My coding style changed a lot because Perl was and still is my only programming language and I started horribly :)

Notably:

  • I switched from &my_sub(..) to my_sub(..) where I used & to highlight my own subs defined in the current program. I was bored to receive perl4 accusation :) and "you should be aware of.." YES I'M AWARE! :)

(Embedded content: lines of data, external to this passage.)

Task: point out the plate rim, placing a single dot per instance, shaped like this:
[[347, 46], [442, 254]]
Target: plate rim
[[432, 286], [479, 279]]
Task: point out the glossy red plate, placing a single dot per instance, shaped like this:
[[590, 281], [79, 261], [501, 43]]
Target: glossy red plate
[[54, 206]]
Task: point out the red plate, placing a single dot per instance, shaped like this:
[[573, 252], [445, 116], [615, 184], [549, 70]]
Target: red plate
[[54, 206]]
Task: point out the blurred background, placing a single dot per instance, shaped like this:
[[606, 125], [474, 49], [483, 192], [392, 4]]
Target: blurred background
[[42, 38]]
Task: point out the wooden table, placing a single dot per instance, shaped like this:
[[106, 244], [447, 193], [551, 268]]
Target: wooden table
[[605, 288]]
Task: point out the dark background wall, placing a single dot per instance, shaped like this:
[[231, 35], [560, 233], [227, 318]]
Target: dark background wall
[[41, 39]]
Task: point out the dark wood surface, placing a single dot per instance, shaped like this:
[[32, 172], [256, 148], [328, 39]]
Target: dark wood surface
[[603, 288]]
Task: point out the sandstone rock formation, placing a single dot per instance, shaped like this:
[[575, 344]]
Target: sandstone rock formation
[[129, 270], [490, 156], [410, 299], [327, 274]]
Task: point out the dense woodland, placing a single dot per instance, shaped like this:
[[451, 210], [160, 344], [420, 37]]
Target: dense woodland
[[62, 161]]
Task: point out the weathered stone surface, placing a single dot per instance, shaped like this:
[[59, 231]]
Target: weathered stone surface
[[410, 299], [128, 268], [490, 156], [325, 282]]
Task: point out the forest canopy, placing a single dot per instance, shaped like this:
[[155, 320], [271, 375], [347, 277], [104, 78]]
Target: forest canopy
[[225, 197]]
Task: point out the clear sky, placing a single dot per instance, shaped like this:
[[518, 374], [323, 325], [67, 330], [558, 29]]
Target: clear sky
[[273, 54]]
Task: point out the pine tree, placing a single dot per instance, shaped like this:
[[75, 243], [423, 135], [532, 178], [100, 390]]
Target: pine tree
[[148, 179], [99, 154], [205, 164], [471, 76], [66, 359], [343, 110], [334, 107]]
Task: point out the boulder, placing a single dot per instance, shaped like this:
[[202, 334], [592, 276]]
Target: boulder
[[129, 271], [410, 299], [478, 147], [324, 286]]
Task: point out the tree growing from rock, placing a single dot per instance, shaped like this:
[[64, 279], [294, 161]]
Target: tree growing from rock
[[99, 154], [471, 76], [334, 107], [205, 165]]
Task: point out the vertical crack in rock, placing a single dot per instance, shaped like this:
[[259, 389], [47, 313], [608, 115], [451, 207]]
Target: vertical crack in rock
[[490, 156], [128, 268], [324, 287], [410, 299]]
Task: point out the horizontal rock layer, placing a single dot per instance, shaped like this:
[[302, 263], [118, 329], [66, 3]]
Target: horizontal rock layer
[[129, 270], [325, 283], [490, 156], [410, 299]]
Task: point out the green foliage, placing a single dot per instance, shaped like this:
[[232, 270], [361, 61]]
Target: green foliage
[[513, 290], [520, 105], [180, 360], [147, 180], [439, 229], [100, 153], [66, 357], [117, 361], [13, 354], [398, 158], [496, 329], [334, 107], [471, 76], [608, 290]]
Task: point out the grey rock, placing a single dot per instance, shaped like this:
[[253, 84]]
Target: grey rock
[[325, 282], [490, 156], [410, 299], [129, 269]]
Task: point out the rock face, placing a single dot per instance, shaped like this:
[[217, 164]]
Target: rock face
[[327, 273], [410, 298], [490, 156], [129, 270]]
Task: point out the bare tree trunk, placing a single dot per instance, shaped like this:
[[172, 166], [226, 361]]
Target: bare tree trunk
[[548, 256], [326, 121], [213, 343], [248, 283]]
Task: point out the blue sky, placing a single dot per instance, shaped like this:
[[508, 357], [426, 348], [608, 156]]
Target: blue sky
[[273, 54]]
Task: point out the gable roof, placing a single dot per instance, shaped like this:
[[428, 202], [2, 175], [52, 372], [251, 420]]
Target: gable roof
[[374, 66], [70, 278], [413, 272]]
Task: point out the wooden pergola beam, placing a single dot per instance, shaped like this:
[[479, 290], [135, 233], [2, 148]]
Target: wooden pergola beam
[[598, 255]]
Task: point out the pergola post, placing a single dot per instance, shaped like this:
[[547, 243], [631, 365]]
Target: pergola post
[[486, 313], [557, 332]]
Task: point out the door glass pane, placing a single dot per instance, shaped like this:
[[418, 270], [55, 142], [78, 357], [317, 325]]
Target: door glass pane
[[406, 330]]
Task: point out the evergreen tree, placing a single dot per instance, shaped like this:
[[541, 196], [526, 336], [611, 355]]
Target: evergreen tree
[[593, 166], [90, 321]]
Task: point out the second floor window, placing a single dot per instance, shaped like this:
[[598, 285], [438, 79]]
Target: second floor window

  • in quick hacks (I still do a lot of quickies) I just like to have decent style

  • probably biggest change was not in style but in preparation: if I plan something that can be a module then I think about it more hours than before before coding, trying to highlight eventual critical points before coding. I have been burned by my own Game::Term where I missed completely the right implementation of my idea and now I have no more will to rewrite it..

  • if a module, then I write tests, documentation and code in parallel and I use gitlab or github, with a bit of pain but rewarding effort!

  • I always put POD after __DATA__

  • I comment complex code but mainly for my lack of memory after a short while

  • I generally put all subs at the end of the file, sometimes separated by long ##### lines

  • I close braces at the indentation level where I open them, and I like spaces with parens:

    foreach my $it ( @eles ){ foreach my $part ( split '|', $it ){ ....; } }
  • sometimes I align nested parens in another way, adding newlines too (see below example wher GetOptions parens follow this style, dfferently from unless parens)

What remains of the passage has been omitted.